177 CE: Athenagoras ("fire" only)
We [Christians] are persuaded that when we are removed from this present life we shall live another life, better than the present one. . . . Then we shall abide near God and with God, changeless and free from suffering in the soul . . . or if we fall with the rest [of mankind], a worse one and in fire; for God has not made us as sheep or beasts of burden, a mere incidental work, that we should perish and be annihilated (Plea for the Christians 31).
181 CE: Theophilus of Antioch ("eternal punishments . . . wrath, indignation, tribulation, anguish . . . everlasting fire")
Give studious attention to the prophetic writings [the Bible] and they will lead you on a clearer path to escape the eternal punishments and to obtain the eternal good things of God.... [God] will examine everything and will judge justly, granting recompense to each according to merit. To those who seek immortally by the patient exercise of good works, he will give everlasting life, joy, peace, rest, and all good things. . . , For the unbelievers and for the contemptuous and for those who do not submit to the truth but assent to iniquity, when they have been involved in adulteries, and fornications, and homosexualities, and avarice, and in lawless idolatries, there will be wrath and indignation, tribulation and anguish; and in the end, such men as these will be detained in everlasting fire (To Autolycus 1:14).

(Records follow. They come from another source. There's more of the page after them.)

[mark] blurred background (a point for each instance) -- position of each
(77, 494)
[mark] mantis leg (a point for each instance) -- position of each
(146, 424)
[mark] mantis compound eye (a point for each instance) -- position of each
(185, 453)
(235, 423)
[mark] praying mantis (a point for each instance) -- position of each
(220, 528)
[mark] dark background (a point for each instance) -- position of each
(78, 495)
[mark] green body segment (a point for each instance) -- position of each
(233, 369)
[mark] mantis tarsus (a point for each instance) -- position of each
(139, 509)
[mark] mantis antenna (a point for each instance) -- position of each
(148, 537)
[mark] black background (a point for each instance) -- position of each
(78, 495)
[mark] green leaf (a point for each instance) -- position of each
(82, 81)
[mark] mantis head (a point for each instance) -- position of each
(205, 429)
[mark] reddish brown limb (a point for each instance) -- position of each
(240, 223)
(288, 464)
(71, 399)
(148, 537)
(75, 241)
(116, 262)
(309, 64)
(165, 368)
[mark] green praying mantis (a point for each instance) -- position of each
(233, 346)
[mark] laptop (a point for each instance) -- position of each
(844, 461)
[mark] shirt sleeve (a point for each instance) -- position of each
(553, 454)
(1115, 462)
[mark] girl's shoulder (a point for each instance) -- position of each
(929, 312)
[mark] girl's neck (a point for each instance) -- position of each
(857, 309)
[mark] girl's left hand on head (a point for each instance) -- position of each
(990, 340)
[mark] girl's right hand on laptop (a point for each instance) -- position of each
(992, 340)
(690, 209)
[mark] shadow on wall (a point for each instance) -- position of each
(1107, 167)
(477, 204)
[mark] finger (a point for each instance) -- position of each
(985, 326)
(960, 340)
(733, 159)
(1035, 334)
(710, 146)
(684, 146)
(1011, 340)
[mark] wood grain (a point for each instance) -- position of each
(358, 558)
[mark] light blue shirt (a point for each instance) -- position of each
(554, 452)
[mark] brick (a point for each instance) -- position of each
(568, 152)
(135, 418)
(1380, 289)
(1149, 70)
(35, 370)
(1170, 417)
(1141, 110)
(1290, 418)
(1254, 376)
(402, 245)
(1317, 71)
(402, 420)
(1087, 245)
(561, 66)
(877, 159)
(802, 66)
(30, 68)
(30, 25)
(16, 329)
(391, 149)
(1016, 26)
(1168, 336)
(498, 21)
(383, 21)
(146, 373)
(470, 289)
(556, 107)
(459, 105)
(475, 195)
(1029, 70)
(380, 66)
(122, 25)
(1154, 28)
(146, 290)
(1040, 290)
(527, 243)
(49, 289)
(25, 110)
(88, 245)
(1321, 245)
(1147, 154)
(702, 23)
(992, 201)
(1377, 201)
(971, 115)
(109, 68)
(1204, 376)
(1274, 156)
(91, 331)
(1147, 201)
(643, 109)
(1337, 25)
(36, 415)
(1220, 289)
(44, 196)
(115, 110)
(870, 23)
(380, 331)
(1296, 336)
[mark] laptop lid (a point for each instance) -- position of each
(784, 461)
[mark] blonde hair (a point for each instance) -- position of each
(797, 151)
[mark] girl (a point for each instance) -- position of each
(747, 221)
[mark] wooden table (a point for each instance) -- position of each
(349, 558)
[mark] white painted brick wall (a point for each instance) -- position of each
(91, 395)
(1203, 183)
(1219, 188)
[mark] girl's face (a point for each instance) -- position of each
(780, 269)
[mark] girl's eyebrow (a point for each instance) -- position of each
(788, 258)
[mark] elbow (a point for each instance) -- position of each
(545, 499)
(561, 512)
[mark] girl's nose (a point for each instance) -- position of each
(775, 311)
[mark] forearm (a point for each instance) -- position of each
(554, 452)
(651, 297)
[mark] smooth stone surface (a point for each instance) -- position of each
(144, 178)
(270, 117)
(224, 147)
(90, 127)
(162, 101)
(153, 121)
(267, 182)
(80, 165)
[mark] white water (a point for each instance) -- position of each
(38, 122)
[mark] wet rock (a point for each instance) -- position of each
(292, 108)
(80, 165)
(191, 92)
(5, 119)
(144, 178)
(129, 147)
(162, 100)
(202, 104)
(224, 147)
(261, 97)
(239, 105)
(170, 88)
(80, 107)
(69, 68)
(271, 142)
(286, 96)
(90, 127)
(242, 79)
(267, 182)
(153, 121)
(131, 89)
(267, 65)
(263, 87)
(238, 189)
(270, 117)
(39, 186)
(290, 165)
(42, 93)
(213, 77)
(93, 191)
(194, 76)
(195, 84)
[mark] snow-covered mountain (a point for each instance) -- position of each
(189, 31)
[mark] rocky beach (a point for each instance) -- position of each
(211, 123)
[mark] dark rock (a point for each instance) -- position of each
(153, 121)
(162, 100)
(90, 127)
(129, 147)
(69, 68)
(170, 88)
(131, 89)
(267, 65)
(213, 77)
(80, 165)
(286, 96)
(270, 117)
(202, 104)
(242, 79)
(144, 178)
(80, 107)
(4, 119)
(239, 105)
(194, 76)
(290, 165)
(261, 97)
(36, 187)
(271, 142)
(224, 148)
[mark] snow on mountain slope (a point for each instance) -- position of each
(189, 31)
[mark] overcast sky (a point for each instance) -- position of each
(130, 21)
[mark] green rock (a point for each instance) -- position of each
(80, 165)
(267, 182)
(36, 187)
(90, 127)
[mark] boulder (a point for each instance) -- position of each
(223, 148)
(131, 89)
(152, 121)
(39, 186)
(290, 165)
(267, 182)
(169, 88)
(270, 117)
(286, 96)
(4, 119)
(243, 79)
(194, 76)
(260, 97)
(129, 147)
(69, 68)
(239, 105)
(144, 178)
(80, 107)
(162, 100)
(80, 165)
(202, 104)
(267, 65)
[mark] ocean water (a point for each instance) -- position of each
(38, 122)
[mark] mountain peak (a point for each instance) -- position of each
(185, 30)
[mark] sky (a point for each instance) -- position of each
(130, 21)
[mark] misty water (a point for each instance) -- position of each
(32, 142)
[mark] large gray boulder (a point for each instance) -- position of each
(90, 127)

212 CE: Hippolytus ("eternal punishment . . . unquenchable and unending fire . . fiery worm which does not die and which does not waste the body but continually bursts forth from the body with unceasing pain . . . no sleep")
Standing before [Christ's] judgment, all of them, men, angels, and demons, crying out in one voice, shall say: "Just is your judgment!" And the righteousness of that cry will be apparent in the recompense made to each. To those who have done well, everlasting enjoyment shall be given; while to the lovers of evil shall be given eternal punishment. The unquenchable and unending fire awaits these latter, and a certain fiery worm which does not die and which does not waste the body but continually bursts forth from the body with unceasing pain. No sleep will give them rest; no night will soothe them; no death will deliver them from punishment; no appeal of interceding friends will profit them (Against the Greeks 3).

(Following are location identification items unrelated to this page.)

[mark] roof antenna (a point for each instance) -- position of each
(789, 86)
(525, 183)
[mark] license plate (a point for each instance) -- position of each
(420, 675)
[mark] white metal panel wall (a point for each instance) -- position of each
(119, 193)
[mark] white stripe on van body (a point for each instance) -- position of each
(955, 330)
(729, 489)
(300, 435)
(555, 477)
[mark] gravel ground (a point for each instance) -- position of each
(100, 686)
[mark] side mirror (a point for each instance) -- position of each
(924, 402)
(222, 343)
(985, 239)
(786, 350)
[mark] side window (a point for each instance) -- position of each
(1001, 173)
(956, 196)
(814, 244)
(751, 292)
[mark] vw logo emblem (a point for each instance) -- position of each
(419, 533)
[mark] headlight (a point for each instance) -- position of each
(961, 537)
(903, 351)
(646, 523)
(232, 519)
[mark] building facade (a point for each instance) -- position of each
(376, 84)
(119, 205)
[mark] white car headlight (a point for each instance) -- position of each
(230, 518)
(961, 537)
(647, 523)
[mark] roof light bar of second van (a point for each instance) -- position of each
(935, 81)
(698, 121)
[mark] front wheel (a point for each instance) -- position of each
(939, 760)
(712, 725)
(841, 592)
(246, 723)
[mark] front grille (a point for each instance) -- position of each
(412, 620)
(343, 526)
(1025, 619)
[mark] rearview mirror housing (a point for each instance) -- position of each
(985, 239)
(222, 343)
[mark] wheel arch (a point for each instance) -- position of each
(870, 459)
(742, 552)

226 CE: Minucius Felix ("clever fire burns the limbs and restores them, wears them away and yet sustains them, just as fiery thunderbolts strike bodies but do not consume them")

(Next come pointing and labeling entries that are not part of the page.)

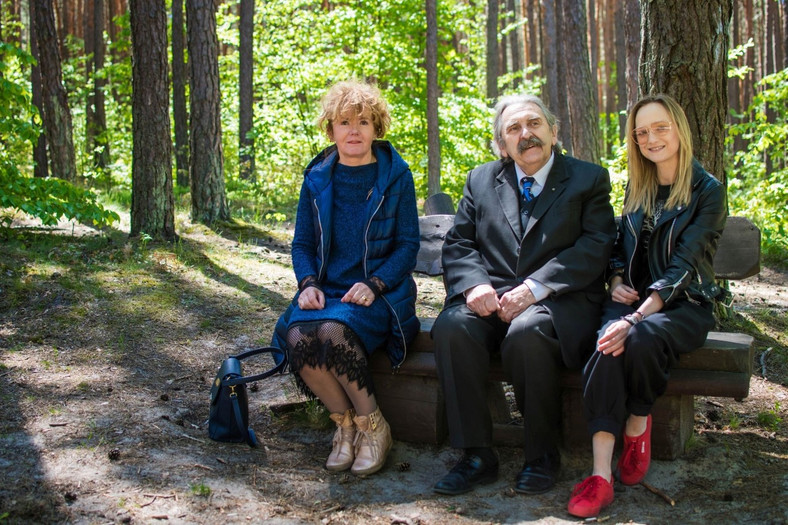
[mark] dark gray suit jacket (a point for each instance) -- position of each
(566, 245)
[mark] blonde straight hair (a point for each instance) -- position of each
(643, 182)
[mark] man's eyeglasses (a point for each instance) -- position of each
(659, 129)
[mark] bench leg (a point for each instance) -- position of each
(413, 406)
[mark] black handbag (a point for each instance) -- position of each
(229, 416)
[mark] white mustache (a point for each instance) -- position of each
(527, 143)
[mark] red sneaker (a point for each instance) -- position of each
(590, 496)
(636, 457)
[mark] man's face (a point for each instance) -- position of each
(528, 138)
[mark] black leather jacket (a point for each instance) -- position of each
(682, 246)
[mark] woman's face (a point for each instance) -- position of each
(353, 135)
(656, 134)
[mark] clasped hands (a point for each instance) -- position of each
(483, 301)
(313, 298)
(612, 341)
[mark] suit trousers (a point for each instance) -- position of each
(630, 383)
(531, 355)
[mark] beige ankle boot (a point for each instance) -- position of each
(373, 442)
(342, 455)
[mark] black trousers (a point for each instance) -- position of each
(614, 387)
(531, 356)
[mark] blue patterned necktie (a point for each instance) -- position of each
(526, 183)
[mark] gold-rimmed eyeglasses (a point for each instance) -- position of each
(659, 129)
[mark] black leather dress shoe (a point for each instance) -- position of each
(538, 476)
(465, 475)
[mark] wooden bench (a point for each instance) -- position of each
(413, 402)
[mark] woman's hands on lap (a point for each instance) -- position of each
(359, 294)
(311, 298)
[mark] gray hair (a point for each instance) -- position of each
(517, 100)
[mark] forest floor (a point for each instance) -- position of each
(108, 350)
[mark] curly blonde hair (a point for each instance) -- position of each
(354, 98)
(643, 181)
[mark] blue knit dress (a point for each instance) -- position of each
(351, 185)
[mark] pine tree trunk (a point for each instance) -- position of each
(99, 124)
(40, 147)
(57, 117)
(433, 130)
(492, 49)
(692, 67)
(632, 36)
(152, 207)
(621, 67)
(245, 91)
(206, 171)
(534, 31)
(580, 85)
(515, 42)
(179, 81)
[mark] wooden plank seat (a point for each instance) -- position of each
(413, 402)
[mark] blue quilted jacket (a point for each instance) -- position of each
(391, 242)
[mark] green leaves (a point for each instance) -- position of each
(758, 186)
(50, 199)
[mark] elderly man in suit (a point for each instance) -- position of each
(523, 268)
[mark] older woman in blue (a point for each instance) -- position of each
(354, 247)
(662, 293)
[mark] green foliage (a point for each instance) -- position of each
(758, 184)
(379, 41)
(19, 121)
(200, 490)
(47, 199)
(50, 199)
(770, 419)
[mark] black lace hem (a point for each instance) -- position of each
(332, 346)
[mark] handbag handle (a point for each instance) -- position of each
(278, 368)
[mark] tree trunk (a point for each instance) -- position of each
(580, 85)
(245, 91)
(99, 124)
(621, 67)
(206, 163)
(492, 49)
(88, 41)
(560, 103)
(692, 67)
(57, 117)
(433, 130)
(784, 17)
(734, 82)
(40, 147)
(550, 47)
(179, 81)
(594, 31)
(632, 37)
(152, 207)
(515, 42)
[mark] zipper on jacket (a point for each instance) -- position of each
(322, 251)
(366, 235)
(634, 251)
(395, 368)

I am not ignorant of the fact that many, in the consciousness of what they deserve, would rather hope than actually believe that there is nothing for them after death. They would prefer to be annihilated rather than be restored for punishment. . . . Nor is there measure nor end to these torments. That clever fire burns the limbs and restores them, wears them away and yet sustains them, just as fiery thunderbolts strike bodies but do not consume them (Octavius 34:12-5:3).
252 CE: Cyprian of Carthage ("ever-burning Gehenna . . . devoured by living flames . . . tormented . . . souls along with their bodies will be preserved for suffering in unlimited agonies . . . without the fruit of repentance; weeping will be useless, and prayer ineffectual")
An ever-burning Gehenna and the punishment of being devoured by living flames will consume the condemned; nor will there be any way in which the tormented can ever have respite or be at an end. Souls along with their bodies will be preserved for suffering in unlimited agonies. . . . The grief at punishment will then be without the fruit of repentance; weeping will be useless, and prayer ineffectual. Too late will they believe in eternal punishment, who would not believe in eternal life (To Demetrian 24)."